En 910,
Guillaume le Pieux, duc d'Aquitaine, fonda en ce lieu, alors désert, un monastère destiné à être le centre d'une congrégation de bénédictins réformés. Le premier abbé en fut
saint Bernon. Son successeur,
saint Odon, établit les règlements connus sous le nom de
Coutumes de Cluny, qui ne furent rédigés qu'au XIe siècle.
Sous les successeurs d'Odon : Aymard, Mayeul, Odilon, Hugues, etc. l'abbaye de Cluny jeta un grand éclat par le spectacle des vertus monastiques et la renommée du savoir. Un grand nombre d'abbayes se soumirent à sa direction.
C'est de son sein que sortirent trois grands papes : Grégoire VII, Urbain II et Pascal II, ainsi que toute une foule de cardinaux et d'évêques.
Les abbés de Cluny furent à cette époque les médiateurs des princes et les arbitres vénérés du monde chrétien.
L'abbé Hugues, qui succéda à Odilon, fit élever la splendide basilique de Cluny. Il fut aidé dans l'exécution de cette gigantesque entreprise par tous les rois de l'Europe, surtout par Alphonse VI de Castille. Grâce à ces secours, auxquels d'innombrables fidèles joignirent leurs dons et leurs offrandes, l'abbé de Cluny éleva, en vingt ans, le plus vaste édifice religieux de son époque.
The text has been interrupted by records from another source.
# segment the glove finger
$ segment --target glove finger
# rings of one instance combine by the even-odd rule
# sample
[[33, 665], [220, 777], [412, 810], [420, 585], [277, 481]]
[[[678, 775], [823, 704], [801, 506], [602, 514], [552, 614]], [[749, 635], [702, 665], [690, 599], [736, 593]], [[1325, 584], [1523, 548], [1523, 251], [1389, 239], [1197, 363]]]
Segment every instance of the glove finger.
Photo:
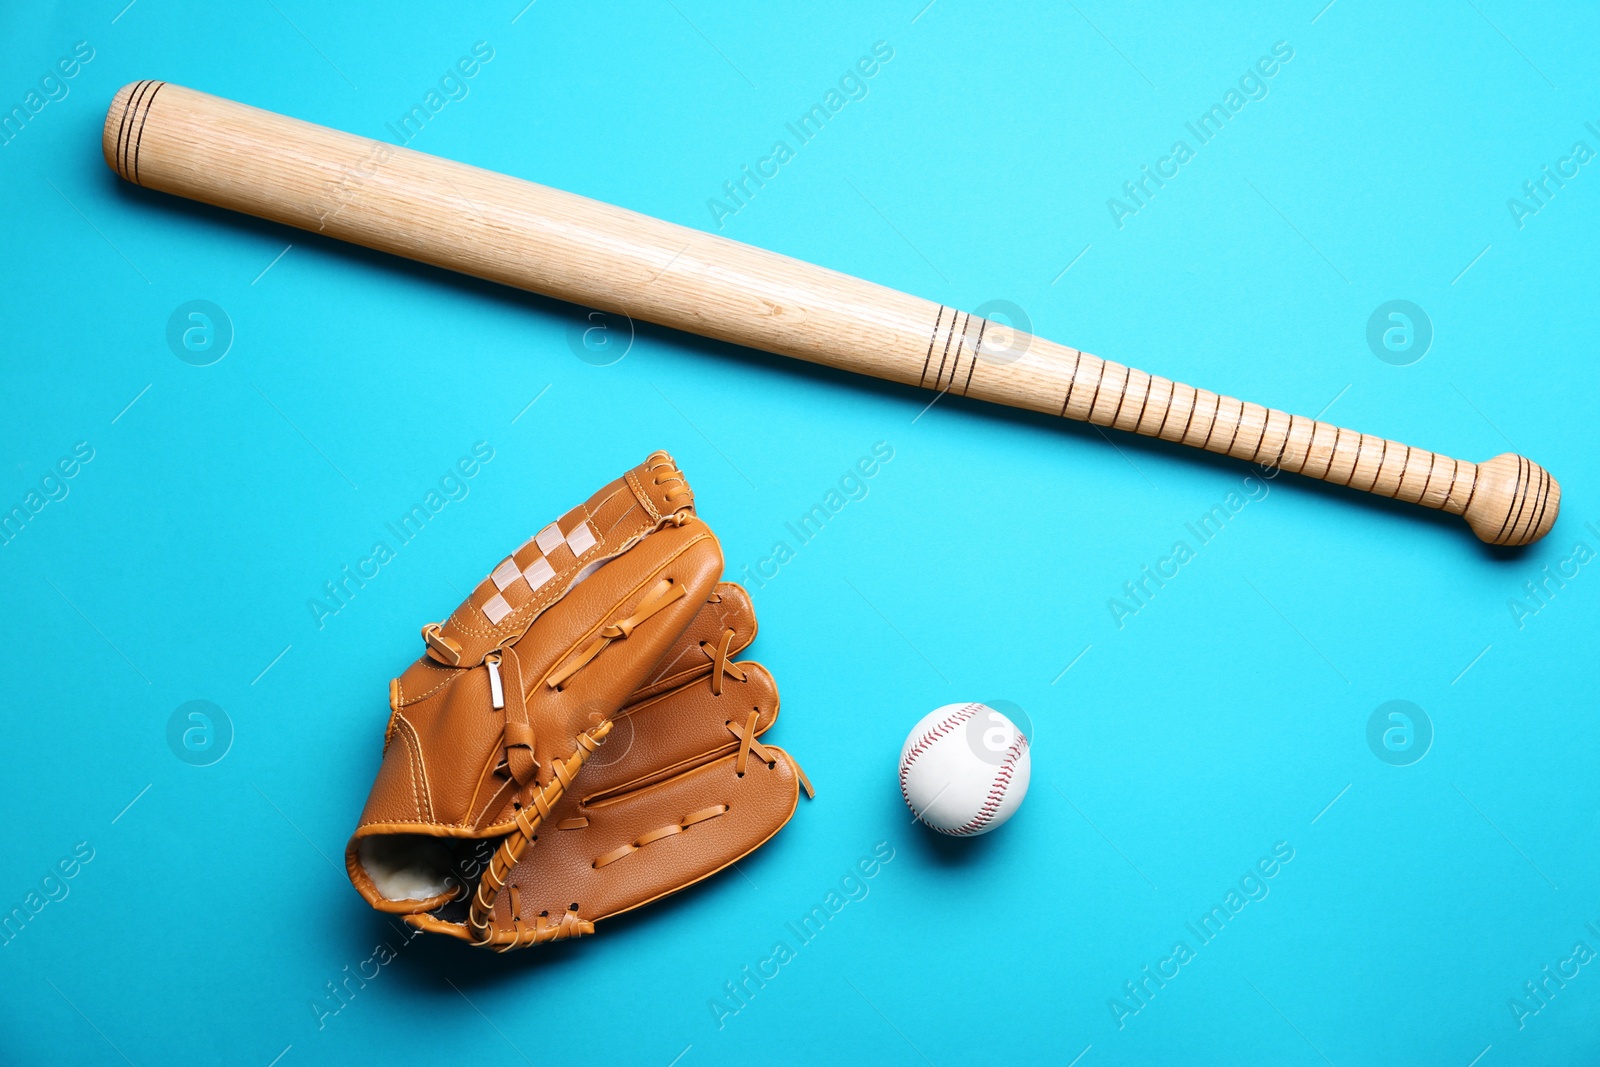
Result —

L'église abbatiale de Cluny, terminée dans les premières années du XIIe siècle, fut pendant plusieurs générations comme la métropole du monachisme.
Pierre le Vénérable fut certaienement le plus illustre des abbés de Cluny. C'est sous son abbatiat (1122-1156), que l'établissement atteignit son apogée. Cet homme éminent, très érudit, fut un des controversistes les plus éclairés de son temps. Il était, à la fois, l'ami et l'adversaire de saint Bernard, le conseiller de Suger, le prieur de Saint-Denis. Il recueillit encore Pierre Abélard dans sa vieillesse désolée et élabora, pour le gouvernement de l'ordre, des statuts contenant 76 articles motivés.
En 1119, le pape Gélase II, fuyant la persécution de l'empereur Henri IV d'Allemagne, se réfugia à Cluny, et y mourut.
Après sa mort, les cardinaux qui l'avaient accompagné élurent, dans l'abbaye même, sous le nom de Calixte II, Guy, archevêque de Vienne, et natif de Besançon. Ce nouveau pontife, en remerciement, ordonna que l'abbé de Cluny aurait toujours le titre de cardinal.
L'abbaye étant démolie en 1790, il ne nous reste, malheureusement, pas grand chose des édifices actuels. Mais, par les gravures et reconstitutions, on peut avoir une idée de son aspect général au temps de sa splendeur.
Elle était immense. On y reçut, en 1245, après la célébration du premier concile général de Lyon, le pape Innocent IV, les patriarches d'Antioche et de Constantinople, douze cardinaux, trois archevêques, quinze évêques et plusieurs abbés. En même temps s'y trouvaient le roi saint Louis, sa mère la reine Blanche de Castille, sa soeur et son frère, Baudoin, empereur de Constantinople, le fils du roi d'Aragon, le fils du roi de Castille, et une multitude de princes, de comtes et de chevaliers.
Cela donne un peu une idée des proportions des bâtiments claustraux qui servirent à loger tous ces hauts personnages et leur suite, et ce sans troubler en rien la vie des 400 religieux qui occupaient les lieux ordinaires et continuaient à vaquer à leurs occupations quotidiennes.